Llamamos Capital a esa riqueza reservada y apartada para los fines de la producción futura, y no para el consumo inmediato, sea en la forma de instrumentos y herramientas, o en la forma de acopio para el mantenimiento del trabajo durante el proceso de producción.

Tenemos, así, tres factores en la producción de toda la riqueza humana, que llamaremos convencionalmente Tierra, Capital y Trabajo.

Cuando hablamos de los Medios de Producción, nos referimos a la tierra y el capital conjugados. Así, cuando decimos que un hombre se encuentra «desposeído de los medios de producción», o que no puede producir a menos que se lo permita otro que «posee los medios de producción», queremos significar que sólo es dueño de su trabajo y no tiene ningún dominio, en proporción útil, sobre el capital o la tierra, o bien sobre ambos unidos.

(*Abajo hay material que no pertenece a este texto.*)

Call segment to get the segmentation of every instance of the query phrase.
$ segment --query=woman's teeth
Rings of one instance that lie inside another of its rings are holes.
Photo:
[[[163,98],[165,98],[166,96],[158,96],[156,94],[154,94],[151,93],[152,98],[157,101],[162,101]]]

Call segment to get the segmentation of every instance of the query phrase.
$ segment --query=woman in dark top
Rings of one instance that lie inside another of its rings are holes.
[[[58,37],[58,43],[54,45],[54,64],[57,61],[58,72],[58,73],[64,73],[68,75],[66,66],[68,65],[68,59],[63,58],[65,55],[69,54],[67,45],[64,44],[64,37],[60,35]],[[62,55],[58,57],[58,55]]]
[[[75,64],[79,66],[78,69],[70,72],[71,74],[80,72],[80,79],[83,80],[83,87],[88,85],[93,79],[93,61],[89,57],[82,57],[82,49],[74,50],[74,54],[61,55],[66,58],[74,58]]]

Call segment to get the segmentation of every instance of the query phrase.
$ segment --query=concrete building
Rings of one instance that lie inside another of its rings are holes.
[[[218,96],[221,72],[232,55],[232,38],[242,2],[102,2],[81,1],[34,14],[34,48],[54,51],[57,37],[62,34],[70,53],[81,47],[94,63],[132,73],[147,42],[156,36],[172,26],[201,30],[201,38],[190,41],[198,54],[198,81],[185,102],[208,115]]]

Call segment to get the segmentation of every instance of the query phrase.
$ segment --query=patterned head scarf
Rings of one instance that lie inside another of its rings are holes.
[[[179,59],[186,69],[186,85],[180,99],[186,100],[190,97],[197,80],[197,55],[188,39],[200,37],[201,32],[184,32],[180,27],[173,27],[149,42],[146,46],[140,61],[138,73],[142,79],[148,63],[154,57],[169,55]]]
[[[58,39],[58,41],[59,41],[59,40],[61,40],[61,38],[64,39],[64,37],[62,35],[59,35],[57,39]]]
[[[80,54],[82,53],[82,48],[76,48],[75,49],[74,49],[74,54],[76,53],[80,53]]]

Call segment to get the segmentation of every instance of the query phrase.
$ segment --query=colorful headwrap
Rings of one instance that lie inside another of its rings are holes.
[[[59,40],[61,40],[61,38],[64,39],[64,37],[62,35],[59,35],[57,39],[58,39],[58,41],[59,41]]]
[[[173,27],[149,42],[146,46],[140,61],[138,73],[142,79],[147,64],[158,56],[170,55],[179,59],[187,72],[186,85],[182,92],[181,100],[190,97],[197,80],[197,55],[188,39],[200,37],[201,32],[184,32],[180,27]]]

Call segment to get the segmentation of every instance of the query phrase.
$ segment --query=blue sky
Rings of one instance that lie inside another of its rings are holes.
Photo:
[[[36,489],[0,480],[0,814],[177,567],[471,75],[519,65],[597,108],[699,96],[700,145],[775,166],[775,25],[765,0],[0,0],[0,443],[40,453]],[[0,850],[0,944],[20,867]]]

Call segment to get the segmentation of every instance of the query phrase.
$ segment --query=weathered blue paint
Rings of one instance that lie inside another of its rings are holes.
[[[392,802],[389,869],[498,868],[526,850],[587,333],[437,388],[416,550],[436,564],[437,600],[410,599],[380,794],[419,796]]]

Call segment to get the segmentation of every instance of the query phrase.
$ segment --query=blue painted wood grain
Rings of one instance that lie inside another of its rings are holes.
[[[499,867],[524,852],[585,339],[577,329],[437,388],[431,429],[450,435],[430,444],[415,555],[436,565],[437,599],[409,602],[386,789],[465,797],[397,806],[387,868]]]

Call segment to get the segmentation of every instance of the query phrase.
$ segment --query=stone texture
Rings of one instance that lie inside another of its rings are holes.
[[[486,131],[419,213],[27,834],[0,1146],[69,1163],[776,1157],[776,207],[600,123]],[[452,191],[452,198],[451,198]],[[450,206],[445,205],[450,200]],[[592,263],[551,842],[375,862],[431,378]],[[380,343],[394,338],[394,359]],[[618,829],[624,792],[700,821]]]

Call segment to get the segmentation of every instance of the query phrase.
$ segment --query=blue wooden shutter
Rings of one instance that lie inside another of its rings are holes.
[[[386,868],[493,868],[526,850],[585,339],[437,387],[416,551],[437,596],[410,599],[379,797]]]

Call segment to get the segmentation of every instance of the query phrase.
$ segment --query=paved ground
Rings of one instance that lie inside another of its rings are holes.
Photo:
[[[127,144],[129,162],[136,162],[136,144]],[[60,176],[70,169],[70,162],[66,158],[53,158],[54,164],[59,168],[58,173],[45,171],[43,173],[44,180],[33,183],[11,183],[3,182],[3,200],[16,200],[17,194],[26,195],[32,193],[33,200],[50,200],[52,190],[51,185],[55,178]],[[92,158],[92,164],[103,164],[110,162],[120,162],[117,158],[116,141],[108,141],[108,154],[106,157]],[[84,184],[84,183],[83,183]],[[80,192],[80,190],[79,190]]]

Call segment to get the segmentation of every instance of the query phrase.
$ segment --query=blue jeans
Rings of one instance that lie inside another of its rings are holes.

A un hombre políticamente libre, vale decir, que goza el derecho ante la ley de emplear sus energías cuando lo tenga a bien (o de no emplearlas en absoluto si no lo tiene a bien), pero que no posee medios de producción en virtud de un derecho legal de dominio sobre una proporción útil de los mismos, lo llamamos nosotros proletario; y a toda clase importante compuesta por tales hombres, un proletariado.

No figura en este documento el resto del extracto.